If it grows significantly over time, that's an issue...

whitslack commented 3 years ago

@rustyrussell: Memory-mapped gossip store pages wouldn't be accounted in VmSwap. Since they're file-backed, they'd simply be evicted from RAM, to be re-fetched from file as needed. Only anonymous pages (and COW'd private copies of file-backed pages) go into VmSwap.

rustyrussell commented 3 years ago

Hmm, usage here is much lighter, but jumped 200M the first time I called (lightning-cli listnodes; lightning-cli listchannels; lightning-cli listincoming) > /dev/null.

(Then nothing moved it again). I think I know what it must be, let me see if I'm right...

whitslack commented 3 years ago

A possibly helpful piece of information: I was able to ramp topology up to 2.5 GB by lots of calls to listchannels specifying a SCID. In fact, at one point due to the performance regression, I had several processes all hammering on listchannels <scid> concurrently and continuously for many hours. (I rewrote that script too so that it doesn't call listchannels at all anymore.)

rustyrussell commented 3 years ago

Thanks for the great report! Indeed, I found one (not where I was expecting, in fact). I'm testing it on my node now...

rustyrussell commented 3 years ago

This seems to help, however, I still get significant growth:

$ grep -E '^(Vm|Rss)' "/proc/$(pidof topology)/status"
VmPeak:   166344 kB
VmSize:   124544 kB
VmLck:         0 kB
VmPin:         0 kB
VmHWM:    150084 kB
VmRSS:     70600 kB
RssAnon:       59944 kB
RssFile:       10656 kB
RssShmem:          0 kB
VmData:    60316 kB
VmStk:       132 kB
VmExe:      1100 kB
VmLib:      3864 kB
VmPTE:       292 kB
VmSwap:        0 kB

Then I run listchannels: lightning-cli listchannels > /dev/null

And now:

$ grep -E '^(Vm|Rss)' "/proc/$(pidof topology)/status"
VmPeak:   418140 kB
VmSize:   345944 kB
VmLck:         0 kB
VmPin:         0 kB
VmHWM:    390976 kB
VmRSS:    336624 kB
RssAnon:      281524 kB
RssFile:       55100 kB
RssShmem:          0 kB
VmData:   281684 kB
VmStk:       132 kB
VmExe:      1100 kB
VmLib:      3864 kB
VmPTE:       724 kB
VmSwap:        0 kB

Running it multiple times doesn't make it worse, but running malloc_trim(0) does make it return an awful lot of RAM to the system (until I run listchannels again):

$ grep -E '^(Vm|Rss)' "/proc/$(pidof topology)/status"
VmPeak:   418140 kB
VmSize:   123820 kB
VmLck:         0 kB
VmPin:         0 kB
VmHWM:    390976 kB
VmRSS:     96120 kB
RssAnon:       59512 kB
RssFile:       36608 kB
RssShmem:          0 kB
VmData:    59552 kB
VmStk:       132 kB
VmExe:      1100 kB
VmLib:      3864 kB
VmPTE:       288 kB
VmSwap:        0 kB
rusty@ubuntu-1gb-sgp1-01:~/lightning$ lightning-cli listchannels > /dev/null
rusty@ubuntu-1gb-sgp1-01:~/lightning$ grep -E '^(Vm|Rss)' "/proc/$(pidof topology)/status"
VmPeak:   418152 kB
VmSize:   345956 kB
VmLck:         0 kB
VmPin:         0 kB
VmHWM:    390980 kB
VmRSS:    336644 kB
RssAnon:      281536 kB
RssFile:       55108 kB
RssShmem:          0 kB
VmData:   281684 kB
VmStk:       132 kB
VmExe:      1100 kB
VmLib:      3864 kB
VmPTE:       724 kB
VmSwap:        0 kB
whitslack commented 3 years ago

@rustyrussell: What in the world are you allocating that's so huge?

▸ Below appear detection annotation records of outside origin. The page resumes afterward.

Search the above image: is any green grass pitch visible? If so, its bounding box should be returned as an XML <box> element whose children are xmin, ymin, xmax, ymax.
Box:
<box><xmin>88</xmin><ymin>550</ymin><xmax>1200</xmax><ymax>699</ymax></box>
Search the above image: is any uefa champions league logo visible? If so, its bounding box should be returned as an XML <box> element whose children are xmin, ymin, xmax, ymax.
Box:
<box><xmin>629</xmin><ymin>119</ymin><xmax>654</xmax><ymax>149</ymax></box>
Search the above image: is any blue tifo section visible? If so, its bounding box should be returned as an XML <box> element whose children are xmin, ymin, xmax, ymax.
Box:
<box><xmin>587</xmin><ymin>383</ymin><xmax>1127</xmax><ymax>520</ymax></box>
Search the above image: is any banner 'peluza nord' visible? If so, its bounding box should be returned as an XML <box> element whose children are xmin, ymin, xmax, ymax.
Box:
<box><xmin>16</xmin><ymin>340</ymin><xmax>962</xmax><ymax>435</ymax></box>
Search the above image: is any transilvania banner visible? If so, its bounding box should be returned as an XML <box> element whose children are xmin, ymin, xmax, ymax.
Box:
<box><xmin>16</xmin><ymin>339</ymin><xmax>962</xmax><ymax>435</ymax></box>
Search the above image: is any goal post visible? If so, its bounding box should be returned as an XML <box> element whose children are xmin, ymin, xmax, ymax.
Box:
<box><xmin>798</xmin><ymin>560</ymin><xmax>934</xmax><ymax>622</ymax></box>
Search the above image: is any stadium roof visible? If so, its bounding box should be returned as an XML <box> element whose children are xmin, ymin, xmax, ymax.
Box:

Is your JSON parser that inefficient? :grimacing:

rustyrussell commented 3 years ago

It's 77MB of JSON. But let me run massif and see what the rest of the RAM is for!

rustyrussell commented 3 years ago

Huh, weird. On my laptop, topology after listchannels (on regtest, developer mode, importing gossip_store) gives a much more expected result:

Peak:     195772 kB
VmSize:   123576 kB
VmLck:         0 kB
VmPin:         0 kB
VmHWM:    175864 kB
VmRSS:    121528 kB
RssAnon:       70628 kB
RssFile:       50900 kB
RssShmem:          0 kB
VmData:    70656 kB
VmStk:       136 kB
VmExe:       720 kB
VmLib:      2664 kB
VmPTE:       276 kB
VmSwap:        0 kB

And massif shows nothing surprising. OK, let me try running massif on my actual live machine...

rustyrussell commented 3 years ago

Nope, massif on my actual machine shows the same thing: we peak at 130MB, as expected. glibc's allocator hates us?